Question

Solve the equation $3{{y}^{2}}+8y+5=0$ using the quadratic formula.

Answer 1

Hint: Recall the quadratic formula. According to quadratic formula, the roots of the equation $a{{x}^{2}}+bx+c=0$ are given by $x=\dfrac{-b\pm \sqrt{{{b}^{2}}-4ac}}{2a}$. Compare the equation $3{{y}^{2}}+8y+5=0$ with the general form of the quadratic equation $a{{x}^{2}}+bx+c=0$ and hence find the value of a, b and c.

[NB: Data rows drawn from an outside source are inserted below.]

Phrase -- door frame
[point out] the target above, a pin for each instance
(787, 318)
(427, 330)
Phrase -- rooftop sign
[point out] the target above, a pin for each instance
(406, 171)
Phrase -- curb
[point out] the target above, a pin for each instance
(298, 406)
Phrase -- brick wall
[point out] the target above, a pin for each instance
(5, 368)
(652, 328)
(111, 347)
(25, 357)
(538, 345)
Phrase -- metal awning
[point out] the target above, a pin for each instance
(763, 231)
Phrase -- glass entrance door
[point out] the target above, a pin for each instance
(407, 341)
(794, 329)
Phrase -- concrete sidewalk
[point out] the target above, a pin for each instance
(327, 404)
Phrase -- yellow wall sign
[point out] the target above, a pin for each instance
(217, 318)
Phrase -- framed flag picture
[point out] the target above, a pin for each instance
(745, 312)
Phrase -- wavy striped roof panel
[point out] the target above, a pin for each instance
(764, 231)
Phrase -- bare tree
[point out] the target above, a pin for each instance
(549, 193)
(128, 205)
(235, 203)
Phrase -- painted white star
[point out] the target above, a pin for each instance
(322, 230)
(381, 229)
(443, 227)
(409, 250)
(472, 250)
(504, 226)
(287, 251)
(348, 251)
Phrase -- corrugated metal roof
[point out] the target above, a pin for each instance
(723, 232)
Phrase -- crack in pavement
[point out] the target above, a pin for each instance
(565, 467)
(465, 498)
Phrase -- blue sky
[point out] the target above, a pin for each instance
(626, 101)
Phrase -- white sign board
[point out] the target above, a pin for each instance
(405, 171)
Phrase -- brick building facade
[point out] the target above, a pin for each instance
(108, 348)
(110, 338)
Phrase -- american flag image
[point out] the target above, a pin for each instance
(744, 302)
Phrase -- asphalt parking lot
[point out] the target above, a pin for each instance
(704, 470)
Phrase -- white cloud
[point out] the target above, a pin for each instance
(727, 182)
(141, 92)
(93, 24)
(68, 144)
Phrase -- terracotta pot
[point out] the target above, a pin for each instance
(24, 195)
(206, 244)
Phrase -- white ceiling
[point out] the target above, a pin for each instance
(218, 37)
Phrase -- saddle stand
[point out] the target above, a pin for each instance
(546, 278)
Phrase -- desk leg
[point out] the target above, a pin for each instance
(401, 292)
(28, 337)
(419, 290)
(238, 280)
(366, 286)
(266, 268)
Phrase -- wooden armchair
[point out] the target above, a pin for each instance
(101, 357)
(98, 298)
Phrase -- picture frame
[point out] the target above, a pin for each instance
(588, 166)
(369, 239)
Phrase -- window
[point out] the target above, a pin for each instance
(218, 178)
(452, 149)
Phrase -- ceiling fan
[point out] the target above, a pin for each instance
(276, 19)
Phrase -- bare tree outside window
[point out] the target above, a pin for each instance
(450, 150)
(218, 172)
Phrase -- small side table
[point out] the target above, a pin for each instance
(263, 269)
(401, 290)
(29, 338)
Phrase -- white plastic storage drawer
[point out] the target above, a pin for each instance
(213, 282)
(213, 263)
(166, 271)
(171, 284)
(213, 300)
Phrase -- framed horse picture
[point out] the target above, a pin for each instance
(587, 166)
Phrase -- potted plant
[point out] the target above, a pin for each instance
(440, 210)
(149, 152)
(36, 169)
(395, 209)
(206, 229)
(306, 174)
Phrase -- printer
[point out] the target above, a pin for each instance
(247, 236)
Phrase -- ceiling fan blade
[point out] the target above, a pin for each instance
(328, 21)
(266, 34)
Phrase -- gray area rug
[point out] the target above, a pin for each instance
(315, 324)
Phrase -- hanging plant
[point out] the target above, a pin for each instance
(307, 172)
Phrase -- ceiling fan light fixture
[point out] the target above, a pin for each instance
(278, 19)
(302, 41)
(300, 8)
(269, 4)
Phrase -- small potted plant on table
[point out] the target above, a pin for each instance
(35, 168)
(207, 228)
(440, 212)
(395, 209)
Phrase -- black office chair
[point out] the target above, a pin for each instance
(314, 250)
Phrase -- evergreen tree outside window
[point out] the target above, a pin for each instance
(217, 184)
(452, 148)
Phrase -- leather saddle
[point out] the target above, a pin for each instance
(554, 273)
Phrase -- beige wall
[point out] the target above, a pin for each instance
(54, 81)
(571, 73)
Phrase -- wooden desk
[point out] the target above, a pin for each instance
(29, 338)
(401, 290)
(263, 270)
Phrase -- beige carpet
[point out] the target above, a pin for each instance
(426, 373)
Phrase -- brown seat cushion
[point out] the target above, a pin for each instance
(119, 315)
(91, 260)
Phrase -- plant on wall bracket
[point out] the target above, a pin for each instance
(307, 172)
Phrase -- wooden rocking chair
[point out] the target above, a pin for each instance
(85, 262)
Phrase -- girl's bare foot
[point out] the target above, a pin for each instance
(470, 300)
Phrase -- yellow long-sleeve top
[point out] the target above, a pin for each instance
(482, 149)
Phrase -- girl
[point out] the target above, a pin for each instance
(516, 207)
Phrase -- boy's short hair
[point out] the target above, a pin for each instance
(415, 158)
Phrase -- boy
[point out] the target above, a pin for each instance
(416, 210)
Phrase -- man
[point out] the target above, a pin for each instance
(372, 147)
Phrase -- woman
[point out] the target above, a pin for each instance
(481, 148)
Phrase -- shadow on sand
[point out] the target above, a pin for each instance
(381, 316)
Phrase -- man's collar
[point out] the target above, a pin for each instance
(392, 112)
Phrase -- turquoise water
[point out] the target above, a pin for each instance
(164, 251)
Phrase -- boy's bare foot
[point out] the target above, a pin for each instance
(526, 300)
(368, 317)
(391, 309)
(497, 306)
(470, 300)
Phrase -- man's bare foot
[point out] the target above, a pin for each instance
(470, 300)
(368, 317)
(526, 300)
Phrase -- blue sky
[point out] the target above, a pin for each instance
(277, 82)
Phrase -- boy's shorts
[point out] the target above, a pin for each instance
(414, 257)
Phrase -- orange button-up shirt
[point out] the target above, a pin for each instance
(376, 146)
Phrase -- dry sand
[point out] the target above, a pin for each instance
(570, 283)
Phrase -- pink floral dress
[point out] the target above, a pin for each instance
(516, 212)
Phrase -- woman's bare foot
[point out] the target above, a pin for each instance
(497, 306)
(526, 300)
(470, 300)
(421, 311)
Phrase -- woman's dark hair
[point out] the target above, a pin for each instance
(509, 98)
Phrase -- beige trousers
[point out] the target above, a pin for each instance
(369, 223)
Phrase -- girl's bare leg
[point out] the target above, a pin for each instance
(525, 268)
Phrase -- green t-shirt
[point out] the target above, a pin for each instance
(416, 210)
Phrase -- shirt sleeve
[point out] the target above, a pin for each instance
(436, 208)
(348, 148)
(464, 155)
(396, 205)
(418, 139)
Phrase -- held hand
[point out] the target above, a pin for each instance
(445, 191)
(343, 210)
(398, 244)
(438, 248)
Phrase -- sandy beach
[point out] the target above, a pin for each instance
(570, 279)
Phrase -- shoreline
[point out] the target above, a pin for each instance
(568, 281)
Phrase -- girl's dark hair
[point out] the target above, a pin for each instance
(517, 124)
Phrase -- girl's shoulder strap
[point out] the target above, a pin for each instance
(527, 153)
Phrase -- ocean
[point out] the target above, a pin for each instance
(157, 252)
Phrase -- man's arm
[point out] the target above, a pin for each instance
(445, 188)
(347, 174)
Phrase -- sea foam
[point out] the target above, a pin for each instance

Use the quadratic formula to determine the roots of the equation. Verify the solutions.

Complete step-by-step answer:
We have
$3{{y}^{2}}+8y+5=0$
Comparing with the general form of the quadratic expression $a{{x}^{2}}+bx+c=0$, we get
a =3, b = 8 and c = 5.
We know that the roots of the equation $a{{x}^{2}}+bx+c=0$ are given by $x=\dfrac{-b\pm \sqrt{{{b}^{2}}-4ac}}{2a}$.
Hence, we have
$y=\dfrac{-8\pm \sqrt{{{8}^{2}}-4\times 5\times 3}}{2\times 3}$
Simplifying, we get
$\begin{align}
  & y=\dfrac{-8\pm \sqrt{64-60}}{6} \\
 & \Rightarrow y=\dfrac{-8\pm 2}{6} \\
\end{align}$
Taking the positive sign, we get
$y=\dfrac{-8+2}{6}=\dfrac{-6}{6}=-1$
Taking the negative sign, we get
$y=\dfrac{-8-2}{6}=\dfrac{-10}{6}=\dfrac{-5}{3}$
Hence, we have
$y=-1,-\dfrac{5}{3}$, which are the required roots of the equation.

Note: If $\alpha $ and $\beta $ are the roots of the equation $a{{x}^{2}}+bx+c=0$, then the sum of the roots of the equation is given by $\alpha +\beta =\dfrac{-b}{a}$ and the product of the roots of the equation is given by $\alpha \beta =\dfrac{c}{a}$
Now, we have
$-1+\left( \dfrac{-5}{3} \right)=\dfrac{-3-5}{3}=-\dfrac{8}{3}$
Hence, we have
$-1+\left( \dfrac{-5}{3} \right)=\dfrac{-b}{a}$
Also, we have
$\left( -1 \right)\left( \dfrac{-5}{3} \right)=\dfrac{5}{3}$
Hence, we have
$\left( -1 \right)\left( \dfrac{-5}{3} \right)=\dfrac{c}{a}$
Hence, our solution is verified to be correct.